Thursday, April 11, 2013

hypochondria as a deep clue




I read that Kafka suffered from hypochondria. That gave rise to some pondering by me, and maybe some thinking.

Kafka was a profound being -- metaphysically sensitive, intellectually unusual. It's worth paying heed to his hypochondria.

Science and philosophy now say that all is reducible to the physical. Free will is an illusion, and consciousness a fume of brain matter or merely epiphenomenal (not actually there in any kind of instrumental or substantial sense).

But then why the hell are we at odds with our body, a thing brought out exceptionally well with hypochondria? You'd think we'd be all "A headache. Whatever. It's just the physical being physical." Instead of leaping into psychological panic mode: "A headache. Must be a lethal brain tumor coming on, which brings dire aspects of mortality into despairing focus."

Despairing focus. There shouldn't be such a thing, if all is physical. And I just don't buy the epiphenomenal thing. That strikes me as cheap, zany, lazy-logical thinking on the part of those big-time philosophers.

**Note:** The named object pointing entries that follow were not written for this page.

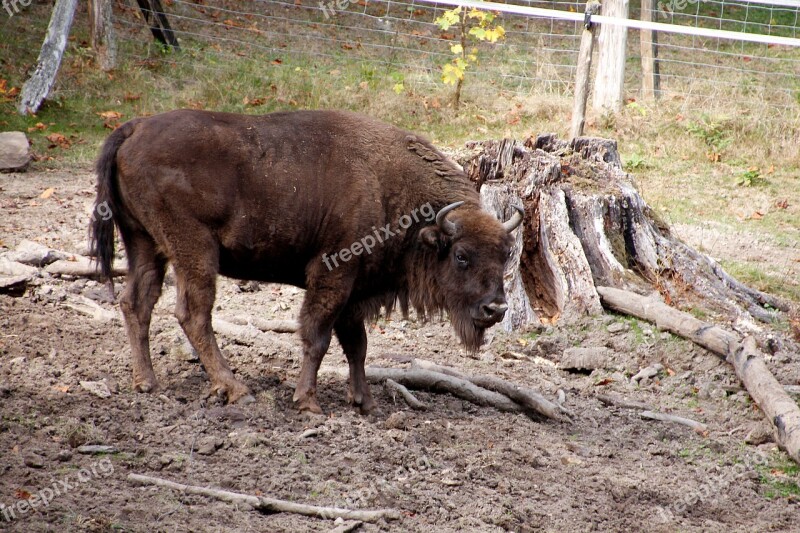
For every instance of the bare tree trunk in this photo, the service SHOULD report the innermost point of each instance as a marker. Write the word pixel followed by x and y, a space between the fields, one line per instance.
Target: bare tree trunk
pixel 38 86
pixel 104 41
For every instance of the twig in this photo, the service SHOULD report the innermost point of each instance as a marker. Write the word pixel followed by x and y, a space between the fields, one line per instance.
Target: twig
pixel 269 505
pixel 616 401
pixel 410 399
pixel 646 373
pixel 699 427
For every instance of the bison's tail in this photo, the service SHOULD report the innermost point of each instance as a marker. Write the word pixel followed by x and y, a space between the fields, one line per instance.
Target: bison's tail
pixel 107 205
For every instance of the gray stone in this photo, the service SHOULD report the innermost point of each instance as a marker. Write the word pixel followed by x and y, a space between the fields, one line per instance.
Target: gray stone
pixel 585 358
pixel 14 152
pixel 35 254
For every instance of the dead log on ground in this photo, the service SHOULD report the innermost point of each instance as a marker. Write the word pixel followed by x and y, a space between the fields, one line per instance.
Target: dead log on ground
pixel 586 225
pixel 527 398
pixel 782 412
pixel 269 505
pixel 404 393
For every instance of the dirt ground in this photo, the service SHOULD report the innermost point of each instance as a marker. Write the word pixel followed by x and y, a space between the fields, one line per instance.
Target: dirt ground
pixel 453 467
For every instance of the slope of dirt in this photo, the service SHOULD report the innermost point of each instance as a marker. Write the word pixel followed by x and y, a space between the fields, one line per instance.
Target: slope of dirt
pixel 453 467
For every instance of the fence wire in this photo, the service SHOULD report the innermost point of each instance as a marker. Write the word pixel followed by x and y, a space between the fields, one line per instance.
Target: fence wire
pixel 537 55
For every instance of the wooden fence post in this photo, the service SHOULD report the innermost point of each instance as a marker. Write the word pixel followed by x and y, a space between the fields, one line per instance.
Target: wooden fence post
pixel 41 81
pixel 104 42
pixel 610 77
pixel 583 70
pixel 649 43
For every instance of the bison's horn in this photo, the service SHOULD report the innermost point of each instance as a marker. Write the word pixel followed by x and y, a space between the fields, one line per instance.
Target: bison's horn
pixel 447 227
pixel 516 219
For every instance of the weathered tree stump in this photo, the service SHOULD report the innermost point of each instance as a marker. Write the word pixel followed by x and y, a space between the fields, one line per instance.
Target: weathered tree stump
pixel 586 225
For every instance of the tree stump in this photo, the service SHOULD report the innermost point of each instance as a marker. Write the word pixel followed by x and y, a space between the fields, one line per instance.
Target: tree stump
pixel 586 225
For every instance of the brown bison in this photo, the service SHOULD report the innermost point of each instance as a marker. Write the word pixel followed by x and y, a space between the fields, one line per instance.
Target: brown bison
pixel 360 214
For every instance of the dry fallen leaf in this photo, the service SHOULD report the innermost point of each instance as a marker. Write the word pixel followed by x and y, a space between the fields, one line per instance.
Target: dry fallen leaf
pixel 110 115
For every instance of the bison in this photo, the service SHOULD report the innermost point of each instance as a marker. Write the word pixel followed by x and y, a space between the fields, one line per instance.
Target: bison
pixel 292 198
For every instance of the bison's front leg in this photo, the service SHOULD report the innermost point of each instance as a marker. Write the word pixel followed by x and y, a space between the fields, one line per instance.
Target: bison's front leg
pixel 326 294
pixel 353 338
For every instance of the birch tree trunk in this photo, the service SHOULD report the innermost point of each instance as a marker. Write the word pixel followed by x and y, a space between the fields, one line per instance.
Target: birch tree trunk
pixel 38 86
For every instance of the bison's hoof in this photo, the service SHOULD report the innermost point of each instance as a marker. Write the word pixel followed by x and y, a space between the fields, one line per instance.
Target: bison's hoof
pixel 363 403
pixel 309 405
pixel 145 385
pixel 233 392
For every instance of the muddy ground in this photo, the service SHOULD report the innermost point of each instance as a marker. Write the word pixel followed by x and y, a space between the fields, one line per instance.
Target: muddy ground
pixel 453 467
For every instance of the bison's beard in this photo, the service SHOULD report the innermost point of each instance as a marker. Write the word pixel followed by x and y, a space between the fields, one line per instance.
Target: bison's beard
pixel 471 335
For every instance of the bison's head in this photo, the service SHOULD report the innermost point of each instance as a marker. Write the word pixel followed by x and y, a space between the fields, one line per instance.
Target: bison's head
pixel 470 251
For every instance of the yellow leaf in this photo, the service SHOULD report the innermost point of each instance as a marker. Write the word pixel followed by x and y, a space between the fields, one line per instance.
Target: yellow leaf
pixel 451 74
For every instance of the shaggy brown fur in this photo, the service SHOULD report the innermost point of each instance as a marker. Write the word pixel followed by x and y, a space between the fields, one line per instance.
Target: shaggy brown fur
pixel 270 198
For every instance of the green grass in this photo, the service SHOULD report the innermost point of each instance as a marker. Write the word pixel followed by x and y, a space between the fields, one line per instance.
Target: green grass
pixel 689 162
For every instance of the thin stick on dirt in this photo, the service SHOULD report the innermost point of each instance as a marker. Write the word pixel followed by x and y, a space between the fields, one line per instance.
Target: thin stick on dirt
pixel 530 400
pixel 269 505
pixel 770 396
pixel 278 326
pixel 762 386
pixel 699 427
pixel 409 398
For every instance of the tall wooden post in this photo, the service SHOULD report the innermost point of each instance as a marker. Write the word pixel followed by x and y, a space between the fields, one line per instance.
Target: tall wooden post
pixel 104 42
pixel 41 81
pixel 583 70
pixel 649 43
pixel 610 77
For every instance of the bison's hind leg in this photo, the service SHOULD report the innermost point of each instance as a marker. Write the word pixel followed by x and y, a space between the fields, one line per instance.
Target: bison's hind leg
pixel 196 262
pixel 352 336
pixel 146 268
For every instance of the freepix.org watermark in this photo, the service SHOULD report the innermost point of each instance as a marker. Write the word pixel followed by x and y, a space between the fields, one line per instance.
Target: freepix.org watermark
pixel 43 497
pixel 12 6
pixel 378 236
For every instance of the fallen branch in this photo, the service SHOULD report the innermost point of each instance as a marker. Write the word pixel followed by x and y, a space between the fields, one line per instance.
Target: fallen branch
pixel 528 399
pixel 762 386
pixel 608 399
pixel 437 382
pixel 770 396
pixel 83 267
pixel 278 326
pixel 699 427
pixel 410 399
pixel 269 505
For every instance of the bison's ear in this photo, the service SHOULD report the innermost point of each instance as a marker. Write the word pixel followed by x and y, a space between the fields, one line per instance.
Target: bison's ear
pixel 434 237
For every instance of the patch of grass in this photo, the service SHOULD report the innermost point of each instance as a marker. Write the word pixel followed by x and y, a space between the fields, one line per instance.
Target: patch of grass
pixel 758 279
pixel 780 478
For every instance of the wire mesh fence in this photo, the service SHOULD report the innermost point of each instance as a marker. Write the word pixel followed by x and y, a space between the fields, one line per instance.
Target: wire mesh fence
pixel 537 55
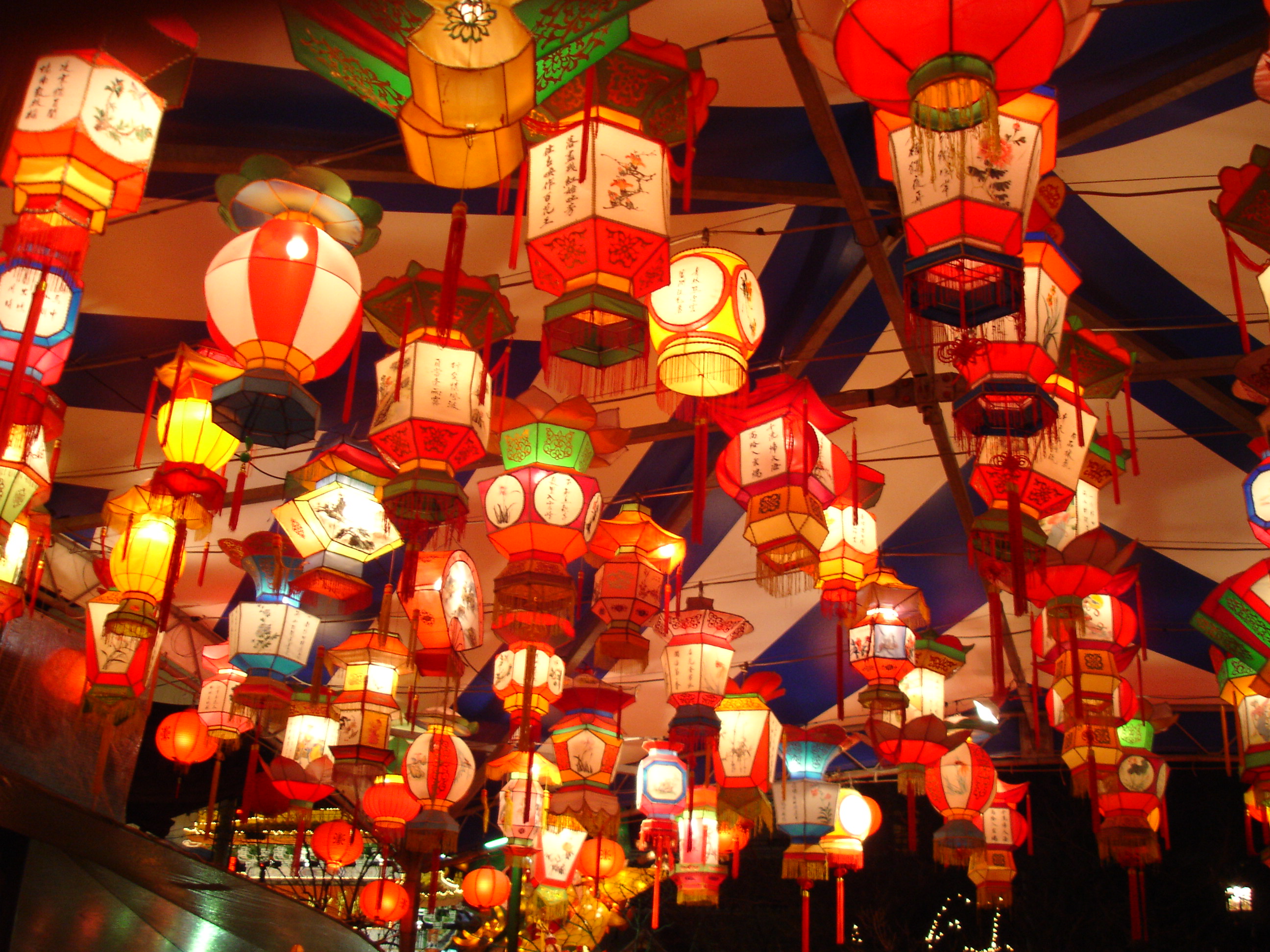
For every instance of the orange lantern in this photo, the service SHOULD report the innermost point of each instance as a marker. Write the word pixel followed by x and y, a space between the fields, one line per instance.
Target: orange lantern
pixel 183 739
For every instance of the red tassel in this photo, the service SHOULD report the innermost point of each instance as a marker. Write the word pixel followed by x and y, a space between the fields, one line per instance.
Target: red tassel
pixel 145 422
pixel 585 153
pixel 1239 292
pixel 700 453
pixel 1116 468
pixel 450 275
pixel 518 219
pixel 1133 434
pixel 237 505
pixel 352 367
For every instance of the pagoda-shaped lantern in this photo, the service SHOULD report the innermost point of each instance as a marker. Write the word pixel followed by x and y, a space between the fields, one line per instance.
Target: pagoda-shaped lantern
pixel 695 663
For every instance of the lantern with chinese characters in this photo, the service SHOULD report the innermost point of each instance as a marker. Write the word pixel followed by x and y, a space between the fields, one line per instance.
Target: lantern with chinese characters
pixel 527 681
pixel 855 819
pixel 543 512
pixel 1005 829
pixel 194 446
pixel 750 737
pixel 698 874
pixel 597 211
pixel 784 470
pixel 695 663
pixel 1009 361
pixel 960 786
pixel 439 770
pixel 338 844
pixel 431 426
pixel 849 554
pixel 338 526
pixel 587 742
pixel 183 739
pixel 284 300
pixel 705 325
pixel 271 639
pixel 372 662
pixel 522 803
pixel 445 610
pixel 225 717
pixel 36 253
pixel 639 556
pixel 84 140
pixel 888 614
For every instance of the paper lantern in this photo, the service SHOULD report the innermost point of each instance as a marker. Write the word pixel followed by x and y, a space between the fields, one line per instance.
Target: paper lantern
pixel 372 662
pixel 705 325
pixel 750 737
pixel 389 805
pixel 487 888
pixel 436 425
pixel 698 874
pixel 638 559
pixel 225 717
pixel 883 636
pixel 960 786
pixel 439 770
pixel 947 65
pixel 383 902
pixel 285 300
pixel 695 663
pixel 338 844
pixel 609 229
pixel 85 136
pixel 37 252
pixel 587 742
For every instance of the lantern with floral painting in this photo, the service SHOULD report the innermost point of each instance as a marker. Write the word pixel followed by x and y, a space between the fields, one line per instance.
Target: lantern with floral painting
pixel 544 509
pixel 84 140
pixel 639 558
pixel 883 631
pixel 782 466
pixel 587 742
pixel 695 663
pixel 284 300
pixel 35 253
pixel 960 786
pixel 1005 829
pixel 194 445
pixel 698 871
pixel 225 717
pixel 439 768
pixel 338 526
pixel 271 638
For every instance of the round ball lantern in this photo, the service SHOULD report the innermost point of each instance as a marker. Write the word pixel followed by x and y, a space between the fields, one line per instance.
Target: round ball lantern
pixel 285 300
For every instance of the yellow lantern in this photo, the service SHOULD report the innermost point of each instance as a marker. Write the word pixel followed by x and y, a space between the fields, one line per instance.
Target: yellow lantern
pixel 471 65
pixel 707 323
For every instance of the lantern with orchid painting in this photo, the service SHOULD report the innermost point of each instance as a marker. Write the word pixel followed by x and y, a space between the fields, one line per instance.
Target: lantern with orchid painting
pixel 782 466
pixel 39 253
pixel 194 445
pixel 271 638
pixel 698 873
pixel 84 140
pixel 1005 829
pixel 695 663
pixel 225 717
pixel 960 786
pixel 587 742
pixel 338 526
pixel 887 615
pixel 439 770
pixel 639 556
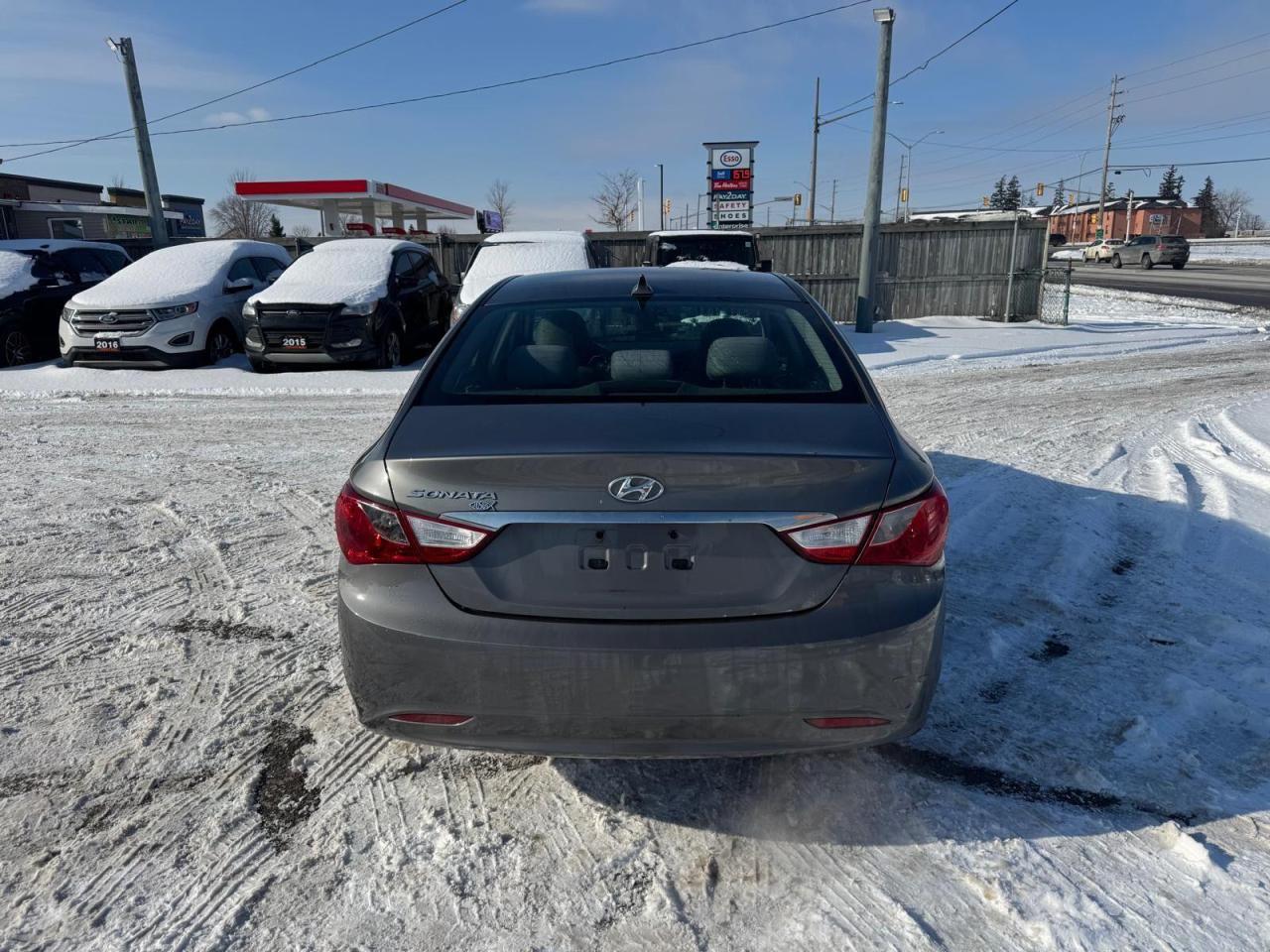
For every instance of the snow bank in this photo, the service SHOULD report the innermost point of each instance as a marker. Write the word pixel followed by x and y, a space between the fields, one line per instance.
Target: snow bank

So in my world, that leaves an opening for some form of dualism. Hypochondria makes me think dualism. Something in us is implacably alienated from the body. As if two irreconcilable substances got bottled up in the same bottle. The body is a wild, dark, terrifyingly strange place. The mind is also bizarre but not so viscerally ferocious and gooshingly algorithmic.

Hypochondria is a metaphor or expression of the embodied-soul nightmare. This is a clue. Maybe to the possibility of art -- its making and its appreciation.

Anyway, I think there must be something very wrong with people who are not hypochondriacal.